23.1The Customer authorises the Seller to give to and obtain from any credit provider named in the accompanying credit application and credit providers that may be named in a credit report issued by a credit reporting agency information about the Customer’s credit arrangements. The Customer understands that this information can include any information about its credit worthiness, credit standing, credit history or credit capacity that credit providers are allowed to give or receive from each other under the Privacy Act. The Customer understands that information can be used for the purposes of assessing its application for credit (Section 18L(4) Privacy Act), assisting it to avoid defaulting on its credit obligations, assessing its credit worthiness and notifying other credit providers and credit reporting agencies of a default by it under these Terms.

23.2The Customer agrees that personal credit information provided may be used or retained by the Seller for the following purposes (and for the other agreed purposes or required by):

(1)The provision of Goods, and/or

(2)Analysing, verifying and/or checking the Customer’s credit, payment and/or status in relation to the provision of Goods; and/or

(3)Processing of any payment instructions, direct debit facilities and/or credit facilities requested by the Customer; and/or

(4)Enabling the collection of amounts outstanding in relation to the Goods.

23.3The Customer agrees that any personal information provided may be used for marketing purposes between the Seller and the Customer.

23.4The Customer shall have the right to request (by e-mail) from the Seller:

(1)A copy of the information about the Customer retained by the Seller and the right to request that the Seller correct any incorrect information; and

(2)That the Seller does not disclose any personal information about the Customer for the purpose of direct marketing.
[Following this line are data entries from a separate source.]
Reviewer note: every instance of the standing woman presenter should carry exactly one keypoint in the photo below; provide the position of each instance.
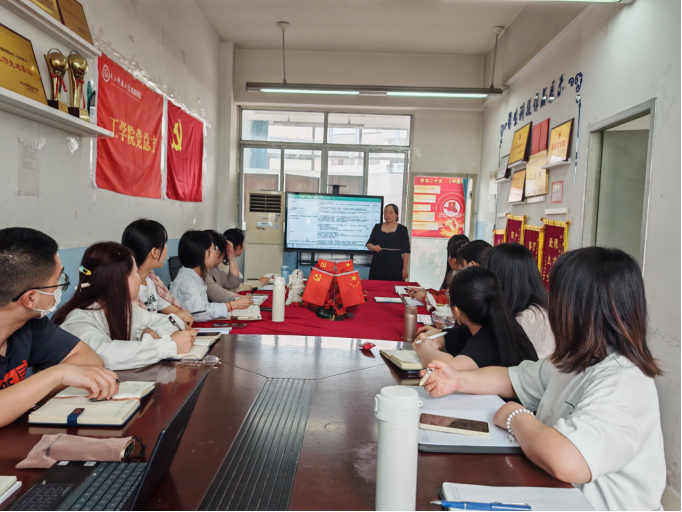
(390, 244)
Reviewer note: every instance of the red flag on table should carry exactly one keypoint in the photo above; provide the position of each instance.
(327, 266)
(350, 289)
(317, 287)
(344, 266)
(184, 152)
(128, 162)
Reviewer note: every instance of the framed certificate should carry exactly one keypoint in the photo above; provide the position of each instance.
(521, 144)
(49, 6)
(73, 17)
(18, 68)
(536, 177)
(518, 181)
(560, 142)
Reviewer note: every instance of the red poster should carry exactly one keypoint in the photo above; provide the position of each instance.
(129, 162)
(439, 207)
(184, 155)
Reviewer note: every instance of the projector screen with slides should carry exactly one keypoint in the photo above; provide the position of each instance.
(331, 223)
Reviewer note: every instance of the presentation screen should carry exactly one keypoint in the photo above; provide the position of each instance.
(331, 223)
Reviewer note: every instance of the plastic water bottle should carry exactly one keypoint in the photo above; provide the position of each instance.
(397, 409)
(278, 300)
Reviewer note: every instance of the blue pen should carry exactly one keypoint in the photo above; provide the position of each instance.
(472, 505)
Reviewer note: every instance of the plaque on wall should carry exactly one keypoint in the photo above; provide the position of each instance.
(560, 142)
(520, 144)
(516, 191)
(536, 177)
(49, 6)
(18, 68)
(73, 17)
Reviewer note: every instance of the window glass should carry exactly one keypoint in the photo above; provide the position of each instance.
(346, 168)
(281, 126)
(302, 169)
(369, 129)
(386, 171)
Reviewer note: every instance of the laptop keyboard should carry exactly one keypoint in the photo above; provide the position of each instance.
(108, 487)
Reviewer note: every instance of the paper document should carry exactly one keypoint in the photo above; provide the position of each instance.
(539, 498)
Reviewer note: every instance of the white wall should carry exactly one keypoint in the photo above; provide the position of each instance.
(157, 34)
(628, 54)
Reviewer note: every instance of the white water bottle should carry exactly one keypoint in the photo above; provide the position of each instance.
(278, 300)
(397, 409)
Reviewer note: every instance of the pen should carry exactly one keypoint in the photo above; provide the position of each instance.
(472, 505)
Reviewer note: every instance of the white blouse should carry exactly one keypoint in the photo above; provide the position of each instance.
(610, 413)
(190, 290)
(91, 326)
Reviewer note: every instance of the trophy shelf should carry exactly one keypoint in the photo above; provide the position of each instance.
(34, 15)
(556, 164)
(30, 109)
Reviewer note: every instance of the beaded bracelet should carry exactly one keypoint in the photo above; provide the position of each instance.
(517, 411)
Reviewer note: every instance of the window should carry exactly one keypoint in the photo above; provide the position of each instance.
(386, 177)
(280, 126)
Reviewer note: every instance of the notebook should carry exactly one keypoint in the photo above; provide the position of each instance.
(470, 407)
(539, 498)
(60, 411)
(126, 389)
(391, 300)
(403, 359)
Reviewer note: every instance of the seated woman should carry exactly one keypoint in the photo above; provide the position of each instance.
(147, 239)
(218, 283)
(488, 334)
(235, 248)
(524, 293)
(598, 423)
(197, 255)
(101, 313)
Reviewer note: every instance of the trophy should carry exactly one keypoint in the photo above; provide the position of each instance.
(57, 64)
(78, 67)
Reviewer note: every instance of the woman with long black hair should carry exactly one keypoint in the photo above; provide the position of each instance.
(488, 334)
(597, 423)
(101, 313)
(524, 293)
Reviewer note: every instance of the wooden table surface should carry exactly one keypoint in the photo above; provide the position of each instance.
(337, 462)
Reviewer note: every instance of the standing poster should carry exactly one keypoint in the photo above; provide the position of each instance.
(184, 154)
(130, 162)
(439, 207)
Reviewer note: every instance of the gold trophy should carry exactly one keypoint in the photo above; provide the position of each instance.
(57, 65)
(78, 67)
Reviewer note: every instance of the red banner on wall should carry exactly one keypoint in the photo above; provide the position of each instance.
(129, 162)
(438, 208)
(184, 155)
(554, 245)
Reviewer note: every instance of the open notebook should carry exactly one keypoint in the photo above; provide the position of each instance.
(470, 407)
(539, 498)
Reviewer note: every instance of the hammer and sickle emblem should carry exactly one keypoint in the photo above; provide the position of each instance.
(176, 144)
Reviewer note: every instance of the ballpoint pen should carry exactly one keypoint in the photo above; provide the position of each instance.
(472, 505)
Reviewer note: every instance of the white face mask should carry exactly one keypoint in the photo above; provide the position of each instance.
(57, 297)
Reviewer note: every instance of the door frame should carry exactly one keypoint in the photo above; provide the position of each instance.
(590, 206)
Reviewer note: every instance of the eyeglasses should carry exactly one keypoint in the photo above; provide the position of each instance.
(63, 285)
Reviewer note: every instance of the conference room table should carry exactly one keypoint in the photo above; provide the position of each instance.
(331, 459)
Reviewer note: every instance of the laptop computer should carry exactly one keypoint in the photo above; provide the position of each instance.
(71, 485)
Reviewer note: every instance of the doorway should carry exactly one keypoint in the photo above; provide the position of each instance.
(616, 201)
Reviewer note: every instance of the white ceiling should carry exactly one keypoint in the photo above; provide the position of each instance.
(385, 26)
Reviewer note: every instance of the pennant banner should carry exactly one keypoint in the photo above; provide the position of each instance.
(184, 155)
(533, 237)
(554, 245)
(515, 228)
(130, 162)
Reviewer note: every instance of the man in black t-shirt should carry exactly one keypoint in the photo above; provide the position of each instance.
(31, 281)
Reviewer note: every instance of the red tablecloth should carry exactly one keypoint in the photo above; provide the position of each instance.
(372, 320)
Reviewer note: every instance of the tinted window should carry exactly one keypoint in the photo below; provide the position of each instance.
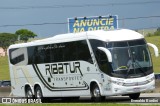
(17, 59)
(136, 42)
(68, 51)
(120, 44)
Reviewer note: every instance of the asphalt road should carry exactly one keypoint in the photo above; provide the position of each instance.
(144, 98)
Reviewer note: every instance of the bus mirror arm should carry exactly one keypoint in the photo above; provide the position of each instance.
(155, 49)
(107, 52)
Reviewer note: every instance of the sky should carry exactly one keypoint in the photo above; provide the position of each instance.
(47, 18)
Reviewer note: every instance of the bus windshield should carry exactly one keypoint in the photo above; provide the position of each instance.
(130, 59)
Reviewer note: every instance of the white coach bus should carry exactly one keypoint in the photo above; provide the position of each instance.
(93, 63)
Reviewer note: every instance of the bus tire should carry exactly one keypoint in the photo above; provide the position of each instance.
(38, 93)
(134, 96)
(95, 93)
(28, 93)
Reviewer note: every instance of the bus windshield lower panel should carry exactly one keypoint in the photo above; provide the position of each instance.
(130, 60)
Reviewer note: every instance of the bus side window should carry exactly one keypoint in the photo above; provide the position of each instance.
(102, 61)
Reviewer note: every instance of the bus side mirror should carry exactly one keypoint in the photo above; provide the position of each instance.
(107, 52)
(155, 49)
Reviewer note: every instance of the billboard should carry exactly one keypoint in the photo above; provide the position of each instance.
(82, 24)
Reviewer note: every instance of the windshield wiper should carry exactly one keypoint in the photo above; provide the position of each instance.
(134, 63)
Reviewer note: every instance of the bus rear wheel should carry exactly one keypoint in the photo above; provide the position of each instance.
(95, 94)
(134, 96)
(38, 93)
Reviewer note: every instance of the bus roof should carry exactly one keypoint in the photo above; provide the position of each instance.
(107, 36)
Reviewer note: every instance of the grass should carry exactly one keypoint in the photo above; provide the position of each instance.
(4, 69)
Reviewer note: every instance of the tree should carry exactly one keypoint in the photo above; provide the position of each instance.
(25, 34)
(157, 33)
(7, 39)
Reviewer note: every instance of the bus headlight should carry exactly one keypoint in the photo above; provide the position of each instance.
(151, 79)
(117, 82)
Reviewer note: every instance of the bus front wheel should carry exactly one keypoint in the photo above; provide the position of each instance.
(134, 96)
(38, 93)
(29, 93)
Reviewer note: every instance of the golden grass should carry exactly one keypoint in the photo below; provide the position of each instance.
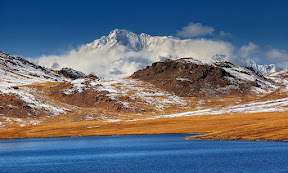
(257, 126)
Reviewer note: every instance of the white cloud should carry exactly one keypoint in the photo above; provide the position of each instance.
(248, 50)
(225, 34)
(276, 54)
(195, 30)
(123, 53)
(279, 57)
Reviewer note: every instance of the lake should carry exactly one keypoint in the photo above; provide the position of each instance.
(141, 153)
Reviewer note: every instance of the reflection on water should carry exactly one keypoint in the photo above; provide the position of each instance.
(141, 153)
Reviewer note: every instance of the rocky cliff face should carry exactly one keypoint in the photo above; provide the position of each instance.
(193, 78)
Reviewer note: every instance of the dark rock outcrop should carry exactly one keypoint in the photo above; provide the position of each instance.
(194, 78)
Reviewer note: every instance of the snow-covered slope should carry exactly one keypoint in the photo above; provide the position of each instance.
(122, 52)
(260, 68)
(19, 71)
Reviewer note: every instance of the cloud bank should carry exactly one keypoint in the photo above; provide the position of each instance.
(195, 30)
(122, 52)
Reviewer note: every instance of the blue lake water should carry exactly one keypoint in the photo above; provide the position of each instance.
(141, 153)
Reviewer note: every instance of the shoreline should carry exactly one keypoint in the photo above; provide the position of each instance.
(242, 127)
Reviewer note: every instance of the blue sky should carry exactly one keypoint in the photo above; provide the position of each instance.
(33, 28)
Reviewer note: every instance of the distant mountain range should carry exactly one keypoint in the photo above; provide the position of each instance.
(121, 53)
(36, 101)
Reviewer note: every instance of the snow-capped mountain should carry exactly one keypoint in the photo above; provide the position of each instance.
(121, 53)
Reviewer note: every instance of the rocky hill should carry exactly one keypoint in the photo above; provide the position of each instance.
(188, 77)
23.1The Seller will destroy personal information upon the Customer’s request (by-email) or if it is no longer required to be maintained and/or stored in accordance with the law.

24.No warranties except those implied and that by law cannot be excluded are given by Urban Rituelle in respect of Goods supplied. Where it is lawful to do so, the liability of Urban Rituelle for a breach of a condition or warranty is limited to the replacement of the Goods, the supply of equivalent Goods, the payment of the cost of repairing or replacing the Goods or acquiring equivalent Goods, as determined by Urban Rituelle.

25.These Terms shall be governed by and interpreted according to the laws of New South Wales and Urban Rituelle and the Customer consent and submit to the jurisdiction of the Courts of New South Wales. Notwithstanding that any provision of the Terms may prove to be illegal or unenforceable pursuant to any statute or rule of law or for any other reason that provision is deemed omitted without affecting the legality of the remaining provisions and the remaining provisions of the Terms shall continue in full force and effect.

26.The Customer agrees that the Seller may amend these terms and conditions by notifying the customer in writing. These changes shall be deemed to take effect at such time as the Customer makes a further request for the Seller to provide Goods to the Customer.

27.Both parties warrant that they have the power to enter into this agreement and have obtained all necessary authorisations to allow them to do so, they are not insolvent and that this agreement creates binding and valid legal obligations of them.